Winner of the 2016 Prix des Libraires
Winner of the 2016 Quebecor Prize for the Trois-Rivières Poetry Festival
Carole David’s The Year of My Disappearance is a searing, surreal, darkly comic descent into a woman’s psyche. From Governor General’s Award winning translator, Donald Winkler, into English, comes this pitiless assault on the author’s own torments and pretenses. Present here are figures lodged in her memory: lovers, strangers, her mother, and Bosch-like apparitions out of her dreams and imaginings. Through it all, a fierce combat is being waged between immolation and survival. As David has written, “I gave free range to the lives that dwelt within me.” It’s down this road the blind spot sings.
Praise for The Year of My Disappearance:
“This sharp-witted poetry, knife blades at the ready, speaks of the landscape a woman may come to inhabit who is undone, overwhelmed by the violence to which any life is subject when weighed down by remembrances.”
—Hugues Corriveau, Le Devoir
Press Coverage of The Year of My Disappearance:
“Winkler’s translation beautifully evokes the interplay of the surreal, dread and dark humour in David’s work.
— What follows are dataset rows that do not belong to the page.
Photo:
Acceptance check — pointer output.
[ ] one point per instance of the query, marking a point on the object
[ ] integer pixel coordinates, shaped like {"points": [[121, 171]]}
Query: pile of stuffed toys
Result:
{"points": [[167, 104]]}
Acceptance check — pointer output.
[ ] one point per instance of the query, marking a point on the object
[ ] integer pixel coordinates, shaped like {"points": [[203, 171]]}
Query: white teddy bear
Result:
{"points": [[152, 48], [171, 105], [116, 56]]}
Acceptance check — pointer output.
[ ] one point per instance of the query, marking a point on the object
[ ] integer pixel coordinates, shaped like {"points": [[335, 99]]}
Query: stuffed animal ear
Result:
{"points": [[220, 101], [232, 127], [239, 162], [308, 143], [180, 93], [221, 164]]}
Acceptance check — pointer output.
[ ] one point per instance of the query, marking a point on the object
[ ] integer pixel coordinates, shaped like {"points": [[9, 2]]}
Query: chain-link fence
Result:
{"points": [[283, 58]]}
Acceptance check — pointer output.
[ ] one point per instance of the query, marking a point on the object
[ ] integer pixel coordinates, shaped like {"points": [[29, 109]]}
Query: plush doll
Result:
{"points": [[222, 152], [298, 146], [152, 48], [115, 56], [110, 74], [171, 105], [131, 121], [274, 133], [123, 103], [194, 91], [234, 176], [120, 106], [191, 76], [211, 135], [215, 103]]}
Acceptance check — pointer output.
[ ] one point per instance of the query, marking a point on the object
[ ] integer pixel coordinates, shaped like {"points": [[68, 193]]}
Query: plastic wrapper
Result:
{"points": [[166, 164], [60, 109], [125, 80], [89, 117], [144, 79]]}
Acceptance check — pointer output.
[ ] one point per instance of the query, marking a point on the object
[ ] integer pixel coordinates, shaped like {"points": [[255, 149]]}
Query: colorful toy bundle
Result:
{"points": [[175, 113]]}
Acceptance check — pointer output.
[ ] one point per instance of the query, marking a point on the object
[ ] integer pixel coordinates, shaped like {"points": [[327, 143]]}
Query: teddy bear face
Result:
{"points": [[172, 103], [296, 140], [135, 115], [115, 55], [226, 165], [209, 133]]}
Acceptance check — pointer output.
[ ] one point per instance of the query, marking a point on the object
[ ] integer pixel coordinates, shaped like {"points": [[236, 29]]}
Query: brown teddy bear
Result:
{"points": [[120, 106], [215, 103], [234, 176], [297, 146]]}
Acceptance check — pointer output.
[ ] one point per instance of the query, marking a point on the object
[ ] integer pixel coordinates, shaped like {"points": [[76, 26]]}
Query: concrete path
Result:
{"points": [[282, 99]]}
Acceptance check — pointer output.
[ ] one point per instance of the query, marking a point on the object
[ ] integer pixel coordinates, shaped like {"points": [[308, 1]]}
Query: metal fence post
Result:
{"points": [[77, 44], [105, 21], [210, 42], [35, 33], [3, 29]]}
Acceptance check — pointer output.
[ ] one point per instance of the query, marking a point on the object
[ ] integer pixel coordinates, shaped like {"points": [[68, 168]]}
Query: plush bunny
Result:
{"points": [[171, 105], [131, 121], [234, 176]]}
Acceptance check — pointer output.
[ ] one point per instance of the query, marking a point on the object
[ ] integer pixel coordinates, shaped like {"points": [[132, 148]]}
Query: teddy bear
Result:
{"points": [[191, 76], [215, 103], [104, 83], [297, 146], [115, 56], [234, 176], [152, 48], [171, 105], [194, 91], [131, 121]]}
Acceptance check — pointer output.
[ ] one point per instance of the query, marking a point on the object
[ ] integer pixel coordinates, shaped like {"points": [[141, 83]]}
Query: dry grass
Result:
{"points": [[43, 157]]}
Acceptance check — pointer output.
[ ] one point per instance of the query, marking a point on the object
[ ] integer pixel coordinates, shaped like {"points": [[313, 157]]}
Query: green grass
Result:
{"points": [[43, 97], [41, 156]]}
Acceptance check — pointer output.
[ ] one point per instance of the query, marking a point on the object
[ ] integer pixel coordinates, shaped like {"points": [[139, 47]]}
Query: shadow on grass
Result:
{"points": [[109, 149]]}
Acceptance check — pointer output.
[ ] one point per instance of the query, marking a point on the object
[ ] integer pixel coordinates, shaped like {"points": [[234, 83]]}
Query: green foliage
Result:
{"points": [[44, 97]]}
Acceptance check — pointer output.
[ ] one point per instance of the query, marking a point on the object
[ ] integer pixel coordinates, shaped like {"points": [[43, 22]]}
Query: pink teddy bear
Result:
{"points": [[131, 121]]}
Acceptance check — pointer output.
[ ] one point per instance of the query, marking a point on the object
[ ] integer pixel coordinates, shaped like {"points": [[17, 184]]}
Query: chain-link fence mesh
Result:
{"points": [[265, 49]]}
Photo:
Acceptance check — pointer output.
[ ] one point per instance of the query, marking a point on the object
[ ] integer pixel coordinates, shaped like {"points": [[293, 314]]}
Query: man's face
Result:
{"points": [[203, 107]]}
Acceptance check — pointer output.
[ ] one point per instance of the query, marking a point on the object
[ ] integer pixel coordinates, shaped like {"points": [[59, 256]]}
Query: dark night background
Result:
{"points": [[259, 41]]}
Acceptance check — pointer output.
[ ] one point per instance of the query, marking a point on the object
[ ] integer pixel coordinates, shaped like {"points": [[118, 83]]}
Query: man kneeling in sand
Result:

The language is metaphysical yet at the same time graphic, earthy, colloquial.” —Frances Boyle, Canthius
“Drawing on Juliana Schiesari, the text shows how it is in moments of stark clarity that emerge from a sea of mundane and horrific images that David joins the feminist project of honouring women’s grief, all the more so as her poetry slips between “mine” and “our,” elusively referencing both a multiplicity of self and a collective “hallow[ing of] sorrow.” —Rebekah Ludolph, Canadian Literature
Poet, novelist, and short story writer, Carole David was born in Montreal, and holds a doctorate in French studies. She taught for many years at the college level. Her Manuel de poétique à l’ intention des jeunes filles (2010), won the Alain Grandbois Prize, and was a finalist for the Governor General’s Literary Award. Her most recent collection, L’année de ma disparition (2015), (The Year of my Disappearance), won the Prix des libraires, the Prix Québecor of the Trois Rivières International Poetry Festival, and was a finalist for the Grand prix de la ville de Montréal. She lives in Montreal, where she devotes herself to writing. Her books have been translated into English and Italian.
Donald Winkler is a translator of fiction, non-fiction, and poetry, and is a three-time winner of the Governor General’s Literary Award for French to English translation, most recently in 2013 for Pierre Nepveu’s collection of verse, The Major Verbs. He lives in Montreal.